I'm not sure whether this would be actual assault, and whether I'm in denial about it.
But about a year ago I was in a short BDSM relationship, even though it was more of a fling.
After meeting up with him once or twice, I told him that i didn't like him using needles on me (like piercing my skin with them) but once when we met he tied me up and still used one on me. I pretty much crashed, struggled and told him to stop, but he still kept going.
When he was done he untied me and seemed shocked by how badly I was dealing with it.
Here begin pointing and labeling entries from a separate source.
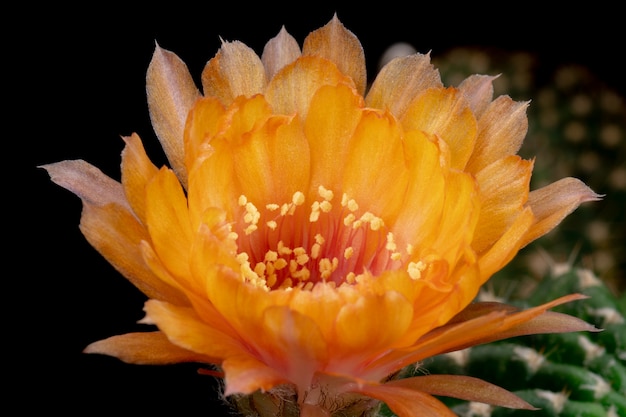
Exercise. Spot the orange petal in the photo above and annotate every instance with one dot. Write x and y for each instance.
(400, 81)
(279, 51)
(375, 164)
(166, 210)
(552, 203)
(337, 44)
(137, 171)
(501, 131)
(171, 93)
(505, 248)
(236, 70)
(183, 327)
(332, 118)
(504, 191)
(373, 322)
(294, 344)
(446, 113)
(147, 348)
(464, 388)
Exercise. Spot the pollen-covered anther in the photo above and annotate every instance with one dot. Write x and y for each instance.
(327, 267)
(415, 269)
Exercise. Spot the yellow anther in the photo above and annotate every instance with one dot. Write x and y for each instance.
(376, 223)
(280, 264)
(259, 269)
(315, 250)
(282, 249)
(271, 256)
(315, 212)
(298, 198)
(391, 245)
(325, 193)
(415, 269)
(302, 259)
(271, 280)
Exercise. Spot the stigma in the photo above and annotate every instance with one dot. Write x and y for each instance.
(286, 245)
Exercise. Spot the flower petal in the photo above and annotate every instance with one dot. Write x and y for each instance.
(149, 348)
(552, 203)
(400, 81)
(87, 182)
(446, 113)
(464, 388)
(279, 51)
(337, 44)
(171, 94)
(405, 402)
(137, 171)
(501, 131)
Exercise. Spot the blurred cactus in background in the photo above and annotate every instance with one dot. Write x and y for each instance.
(577, 127)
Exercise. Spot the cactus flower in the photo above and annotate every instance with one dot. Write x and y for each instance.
(314, 233)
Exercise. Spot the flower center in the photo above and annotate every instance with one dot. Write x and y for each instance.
(289, 245)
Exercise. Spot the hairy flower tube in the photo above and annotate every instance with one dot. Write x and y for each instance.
(316, 235)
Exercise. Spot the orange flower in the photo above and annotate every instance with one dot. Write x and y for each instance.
(314, 236)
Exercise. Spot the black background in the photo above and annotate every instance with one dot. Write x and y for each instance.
(76, 78)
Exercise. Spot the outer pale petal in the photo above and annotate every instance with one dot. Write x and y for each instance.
(400, 81)
(463, 387)
(279, 51)
(87, 182)
(292, 89)
(554, 202)
(444, 112)
(137, 171)
(501, 131)
(148, 348)
(117, 235)
(235, 70)
(171, 94)
(337, 44)
(110, 226)
(478, 90)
Then I pretty much cried in his arms till I felt better.
I know this isn't directly sexual, but I'd still like some opinions on whether this would be assault or something and wrong and whether I should've done something about it, or whether it was my fault for getting into that type of relationship in the first place and not being able to take the pain even though I felt I should be able to (but then again, I still told him not to and he didn't listen).
The thing is, I'm pretty sure he thought I enjoyed pain (which I actually don't), and that he was "supposed" to push my boundaries, or whatever, and that no doesn't always mean no, or stupid stuff like that. Plus, I once read that in BDSM it's considered nearly "normal" for the sub to crash and cry afterwards. That's the thing. Should I have done something? Am I deluding myself in thinking that he didn't do anything wrong because in that kind of relationship, it's pretty much expected and the dominant person can do whatever they want anyways? I mean, in theory, it's always wrong if it's not consensual, and that definitely wasn't. But ummm... I don't know, it's hard to grasp that maybe I should've done something about it and shouldn't have reacted the way I did. Even though I think why I reacted that way, but still... is there any way to actually excuse what he did? Or am I wrong in defending his actions?